While it is known that proximity to slowly flowing or stagnant bodies of water is a risk factor for M. ulcerans infection, the exact mode of transmission is unknown (4). This is partly because there is no molecular typing method that has sufficiently high resolution for microepidemiological analyses. The apparent lack of genetic diversity of M. ulcerans in individual geographical regions (7, 8, 16, 19-21) is indicative of a clonal population structure. Genetic analyses have suggested that M. ulcerans recently diverged from M. marinum (5, 21, 26), which is a well-known fish pathogen and can cause limited granulomatous skin infections in humans (10, 11, 13). One of the hallmarks of the emergence of M. ulcerans as a more severe pathogen is the acquisition of a 174-kb plasmid bearing a cluster of genes necessary for the synthesis of the macrolide toxin mycolactone, which is responsible for the massive tissue destruction seen in BU (22).
Variable number of tandem repeat (VNTR) typing is a PCR-based technique for identifying alleles of defined regions of DNA that contain variable numbers of copies of short sequence stretches. The resolution of the method is cumulative and can be increased by inclusion of additional loci. Tandem repeats are easily identified from genome sequence data, measurement of PCR fragment sizes is relatively straightforward, and VNTR typing data from different laboratories can be digitalized and compared. The availability of complete genomic sequences has facilitated identification of repetitive genetic elements of M. tuberculosis (12, 15, 24, 25), M. bovis (14, 18), and M. avium (6), including short tandem repeats designated exact tandem repeats and mycobacterial interspersed repetitive units (MIRUs). Strain typing with these sets of polymorphic loci is becoming an important tool in the epidemiological analysis of tuberculosis (9), and ordinary agarose gel electrophoretic separation of PCR products is usually sufficient to estimate the number of repeat units in an allele. In a study of M. bovis strains from Chad, VNTR typing of a distinct number of loci was most discriminative for strains of the same clone (14).

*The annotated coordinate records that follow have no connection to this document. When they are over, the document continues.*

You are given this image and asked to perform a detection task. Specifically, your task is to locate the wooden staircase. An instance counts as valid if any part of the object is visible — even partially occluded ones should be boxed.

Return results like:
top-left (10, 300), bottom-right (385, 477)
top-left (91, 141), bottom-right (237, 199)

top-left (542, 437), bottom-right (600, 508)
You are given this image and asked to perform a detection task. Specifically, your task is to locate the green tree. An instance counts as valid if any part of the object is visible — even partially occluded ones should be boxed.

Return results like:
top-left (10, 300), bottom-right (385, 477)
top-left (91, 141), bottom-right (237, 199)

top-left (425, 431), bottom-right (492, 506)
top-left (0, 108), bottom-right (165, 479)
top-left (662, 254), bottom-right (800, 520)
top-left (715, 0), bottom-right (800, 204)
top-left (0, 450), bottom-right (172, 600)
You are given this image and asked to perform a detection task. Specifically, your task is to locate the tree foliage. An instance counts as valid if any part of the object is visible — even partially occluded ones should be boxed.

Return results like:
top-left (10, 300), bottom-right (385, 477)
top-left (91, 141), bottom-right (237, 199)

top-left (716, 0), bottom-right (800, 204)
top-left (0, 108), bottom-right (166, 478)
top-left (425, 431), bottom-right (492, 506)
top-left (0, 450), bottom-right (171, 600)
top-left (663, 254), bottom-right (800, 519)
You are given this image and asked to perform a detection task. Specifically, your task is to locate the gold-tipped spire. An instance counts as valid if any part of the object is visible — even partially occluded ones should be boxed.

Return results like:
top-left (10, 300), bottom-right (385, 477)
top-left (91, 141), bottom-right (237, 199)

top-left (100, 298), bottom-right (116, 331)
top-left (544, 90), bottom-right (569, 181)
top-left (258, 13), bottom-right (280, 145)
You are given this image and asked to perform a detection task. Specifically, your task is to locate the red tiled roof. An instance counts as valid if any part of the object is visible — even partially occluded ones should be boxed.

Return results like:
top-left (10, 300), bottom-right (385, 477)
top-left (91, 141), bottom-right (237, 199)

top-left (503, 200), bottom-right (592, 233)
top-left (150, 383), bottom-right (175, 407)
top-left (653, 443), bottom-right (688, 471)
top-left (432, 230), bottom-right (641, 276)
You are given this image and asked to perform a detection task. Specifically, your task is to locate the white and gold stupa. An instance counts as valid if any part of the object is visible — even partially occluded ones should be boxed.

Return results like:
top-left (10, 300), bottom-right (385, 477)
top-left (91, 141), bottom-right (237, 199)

More recently, MIRUs and other VNTRs have also been described for M. ulcerans and M. marinum (3, 23) typing. Most of the described sequences are orthologues of sequences in the M. tuberculosis genome database, and the resolution seems to be comparable to that of the currently most discriminatory methods, 2426 PCR analysis (19) and IS2404-Mtb2 PCR (2), which discriminate among isolates having different geographical origins but not among strains from different regions of Africa where the organisms are endemic.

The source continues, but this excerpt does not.